Mengungkap Misteri Sekolah Intelijen, Tempat Para Calon Agen Rahasia Indonesia ditempa
Konon kabarnya, dunia intelijen itu serba rahasia. Di dalam kerahasiaan tinggi itu pula para calon anggota tim “James Bond” Indonesia ini menjalani pendidikannya.
Intelektualitas lebih utama.
Pada zaman ini, mencari alamat sebuah sekolah atau institusi pendidikan bukanlah perkara sulit. Cukup buka buku telepon atau menjelajah di internet. Cling! Semua informasi bisa didapat.
Lain ceritanya kalau yang dicari adalah sekolah calon agen rahasia. Tak ada nomor telepon, demikian juga alamat. Begitu berhasil mendapat nomor kontak, mencari lokasi sekolah tersebut menjadi pekerjaan berikutnya.
Di lokasi, petunjuknya pun hanya sebuah gapura besar bertuliskan “Selamat Datang” di tepi jalan di daerah Sentul Selatan, Bogor, Jawa Barat.
Gapura yang menjadi jalan masuk tersebut dibatasi oleh hutan kecil di sebelah kiri dan tembok memanjang setinggi dua meter di sebelah kanannya.
Tembok tersebut mengarah ke sebuah gerbang.

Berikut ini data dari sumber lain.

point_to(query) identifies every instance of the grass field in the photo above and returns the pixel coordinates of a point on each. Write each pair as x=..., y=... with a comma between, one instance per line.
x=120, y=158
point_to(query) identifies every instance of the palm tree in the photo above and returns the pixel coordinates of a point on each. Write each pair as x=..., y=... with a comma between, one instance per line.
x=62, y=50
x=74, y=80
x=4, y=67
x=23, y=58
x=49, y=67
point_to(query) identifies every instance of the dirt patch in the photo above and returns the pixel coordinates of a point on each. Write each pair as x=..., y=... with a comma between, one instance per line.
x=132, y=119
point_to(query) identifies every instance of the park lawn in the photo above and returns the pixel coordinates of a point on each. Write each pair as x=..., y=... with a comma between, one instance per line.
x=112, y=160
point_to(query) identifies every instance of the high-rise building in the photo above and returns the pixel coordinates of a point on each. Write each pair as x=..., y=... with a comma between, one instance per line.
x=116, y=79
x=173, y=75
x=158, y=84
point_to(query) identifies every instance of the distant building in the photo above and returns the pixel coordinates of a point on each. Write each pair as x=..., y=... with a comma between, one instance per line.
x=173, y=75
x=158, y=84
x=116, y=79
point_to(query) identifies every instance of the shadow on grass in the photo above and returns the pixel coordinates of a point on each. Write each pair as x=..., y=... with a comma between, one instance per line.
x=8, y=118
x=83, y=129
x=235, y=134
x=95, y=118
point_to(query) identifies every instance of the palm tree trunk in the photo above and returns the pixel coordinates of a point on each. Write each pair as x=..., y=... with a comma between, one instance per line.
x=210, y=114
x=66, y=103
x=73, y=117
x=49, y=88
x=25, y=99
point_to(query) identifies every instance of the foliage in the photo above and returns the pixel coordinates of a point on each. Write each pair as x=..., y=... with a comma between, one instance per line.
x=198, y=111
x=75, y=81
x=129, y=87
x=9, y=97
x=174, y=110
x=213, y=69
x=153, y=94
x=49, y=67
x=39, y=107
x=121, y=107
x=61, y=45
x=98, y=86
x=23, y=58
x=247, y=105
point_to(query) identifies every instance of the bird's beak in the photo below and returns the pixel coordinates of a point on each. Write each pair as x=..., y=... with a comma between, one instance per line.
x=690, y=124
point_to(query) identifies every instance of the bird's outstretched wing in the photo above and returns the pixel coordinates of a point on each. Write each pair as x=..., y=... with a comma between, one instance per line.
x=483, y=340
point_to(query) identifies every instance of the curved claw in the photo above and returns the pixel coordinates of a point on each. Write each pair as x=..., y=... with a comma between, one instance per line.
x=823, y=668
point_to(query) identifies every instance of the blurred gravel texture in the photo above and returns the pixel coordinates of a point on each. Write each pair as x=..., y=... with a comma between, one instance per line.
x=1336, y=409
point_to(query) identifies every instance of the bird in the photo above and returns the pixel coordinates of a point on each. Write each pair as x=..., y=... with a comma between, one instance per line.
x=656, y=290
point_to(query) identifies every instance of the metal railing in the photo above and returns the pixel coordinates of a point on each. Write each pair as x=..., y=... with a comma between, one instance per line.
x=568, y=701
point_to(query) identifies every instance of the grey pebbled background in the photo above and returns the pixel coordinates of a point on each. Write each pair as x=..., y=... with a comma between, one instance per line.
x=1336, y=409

Lagi-lagi tanpa petunjuk apa pun.
Hanya ada beberapa CCTV dan sebuah pos pengamanan yang dijaga oleh dua orang berseragam militer.
Setiap tamu yang berkunjung ke sana, kedua penjaga tersebut tanpa basa-basi langsung meminta ponsel dan kamera untuk disimpan di pos pengamanan.
Di balik gerbang tampak beberapa bangunan berdiri tidak beraturan sesuai kontur tanah.
Sebuah logo, dengan gambar garuda di bagian tengahnya, terlihat di salah satu gedung.
Di sekeliling logo tersebut terdapat tulisan: Sekolah Tinggi Intelijen Indonesia (STIN).
Seolah menjadi petunjuk bahwa bangunan tersebut merupakan tempat para agen rahasia Indonesia dididik.
Prediksi masa depan
Didirikan pada 2004 oleh Badan Intelijen Negara (BIN) yang saat itu dikepalai oleh A.M. Hendropriyono, STIN diharapkan mampu menjadi pemasok SDM bagi BIN.
Khususnya untuk menjadi penerus para agen rahasia Indonesia pada 10-15 tahun mendatang.
Sebenarnya BIN juga merekrut para lulusan perguruan tinggi atau orang-orang dari instansi-instansi tertentu, contoh militer.
Namun, menurut Ketua STIN, Tri Yoga Susilo, secara kuantitas jumlahnya tidak bisa memenuhi kebutuhan SDM.
Selain itu standarnya juga berbeda dengan STIN.
“Misalnya, keseimbangan antara kemampuan inteligensia dan fisik,” ujar Tri Yoga.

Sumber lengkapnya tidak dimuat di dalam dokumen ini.